Die Abkürzung Prep steht für die größte Hoffnung von Aids-Forschern weltweit, die Präexpositions-Prophylaxe. Was sich hinter dem Wort-Ungetüm verbirgt, sehnen einige als Wendepunkt im zehrenden und kostspieligen Kampf gegen das Aidsvirus herbei, mit dem sich 2009 rund 2,6 Millionen Menschen neu infiziert haben.

Prep bedeutet, dass sich gesunde, HIV-negative Menschen mit Medikamenten vor einer Ansteckung schützen. Die amerikanische Arzneimittelbehörde FDA hat am Montag erstmals eine solche Pille – Truvada – zugelassen , um "das Risiko einer durch Geschlechtsverkehr erworbenen HIV-Infektion zu senken." Bisher wird das Mittel nur zur Behandlung Infizierter eingesetzt.

Die Pille davor ist aber kein Wundermittel. In einer Studie mit 2.499 HIV-negativen Männern, die Sex mit Männern und Transgender-Frauen hatten , sank das Ansteckungsrisiko mit der täglichen Einnahme von Truvada um 42 bis zu 73 Prozent. Am höchsten war die schützende Wirkung, wenn die Teilnehmer es konsequent schluckten. In einer anderen Untersuchung mit 4.758 heterosexuellen Paaren , in der ein Partner das Virus in sich trug und der andere nicht, verringerte sich das Risiko um bis zu 75 Prozent.

Beide Studien sind die Grundlage für die Zulassung von Truvada als HIV-Prophylaxe in den USA . Die FDA knüpft strenge Auflagen an die Vergabe des Mittels . Nur HIV-negativen Erwachsenen, die ein hohes Risiko haben, sich beim Sex anzustecken, soll die Pille zur Vorbeugung verschrieben bekommen. Menschen mit häufig wechselnden Sexualpartnern also, oder auch Paare, bei denen ein Partner HIV-positiv ist.

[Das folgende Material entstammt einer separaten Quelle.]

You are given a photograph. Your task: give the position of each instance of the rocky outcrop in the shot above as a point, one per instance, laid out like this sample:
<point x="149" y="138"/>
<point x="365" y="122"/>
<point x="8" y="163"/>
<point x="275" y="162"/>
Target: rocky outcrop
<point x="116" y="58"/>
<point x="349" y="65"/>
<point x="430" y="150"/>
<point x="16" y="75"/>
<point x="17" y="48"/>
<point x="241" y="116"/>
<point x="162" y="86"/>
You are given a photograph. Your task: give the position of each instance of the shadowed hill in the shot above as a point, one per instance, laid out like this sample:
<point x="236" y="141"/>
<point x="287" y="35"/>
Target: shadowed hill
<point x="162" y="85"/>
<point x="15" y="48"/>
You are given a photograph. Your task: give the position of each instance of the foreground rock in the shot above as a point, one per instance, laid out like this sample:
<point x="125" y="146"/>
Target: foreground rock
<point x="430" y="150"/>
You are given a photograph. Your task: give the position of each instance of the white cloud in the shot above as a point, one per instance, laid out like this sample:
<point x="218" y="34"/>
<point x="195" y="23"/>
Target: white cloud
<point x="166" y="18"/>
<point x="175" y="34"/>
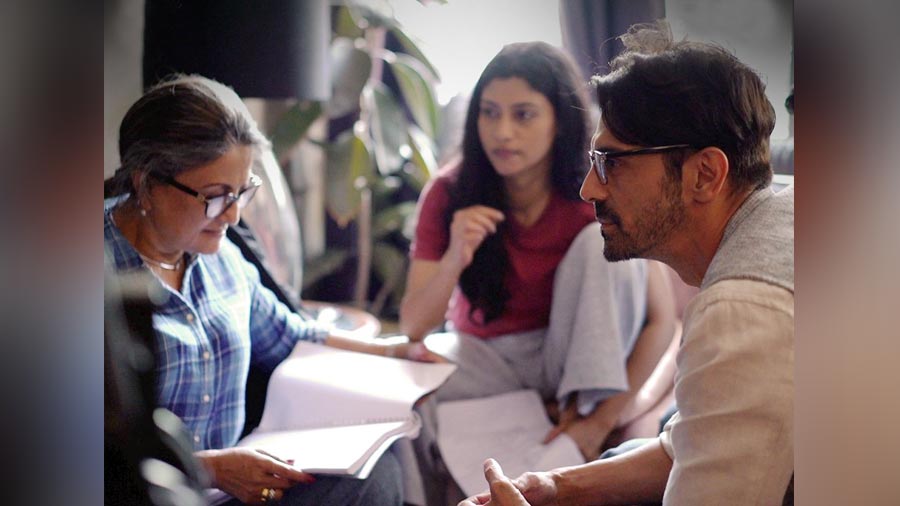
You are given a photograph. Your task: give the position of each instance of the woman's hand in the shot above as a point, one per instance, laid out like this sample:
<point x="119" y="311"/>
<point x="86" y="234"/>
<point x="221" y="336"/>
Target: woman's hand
<point x="468" y="230"/>
<point x="413" y="350"/>
<point x="245" y="473"/>
<point x="587" y="433"/>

Die Pille macht Safer Sex nicht überflüssig

Truvada ist aber kein Ersatz für Safer Sex. Sie schützt weder absolut vor dem HI-Virus noch vor anderen Krankheiten, mit denen man sich beim Geschlechtsverkehr anstecken kann. Wer die Tabletten einnimmt, solle weiterhin Kondome verwenden, sich beraten lassen und auch regelmäßig HIV-Tests machen, empfehlen die FDA-Mediziner.

Ärzte müssen im Einzelfall abwägen, ob eine Verschreibung möglich ist. Wer keinen negativen HIV-Test vorweisen kann oder an grippeähnlichen Symptomen – einem möglichen Anzeichen einer noch nicht nachweisbaren HIV-Infektion – leidet, darf die Arznei nicht zur Vorbeugung bekommen. 

Starke Nebenwirkungen hatte das Mittel unter den Testpersonen nicht. Selten wirkt sich die tägliche Einnahme negativ auf die Nieren und die Knochendichte aus. Die Arznei des Pharmakonzerns Gilead Sciences ist seit 2004 in den USA zugelassen, bis gestern allerdings nur als eines von vielen Präparaten, die HI-Viren im infizierten Körper eindämmen sollen.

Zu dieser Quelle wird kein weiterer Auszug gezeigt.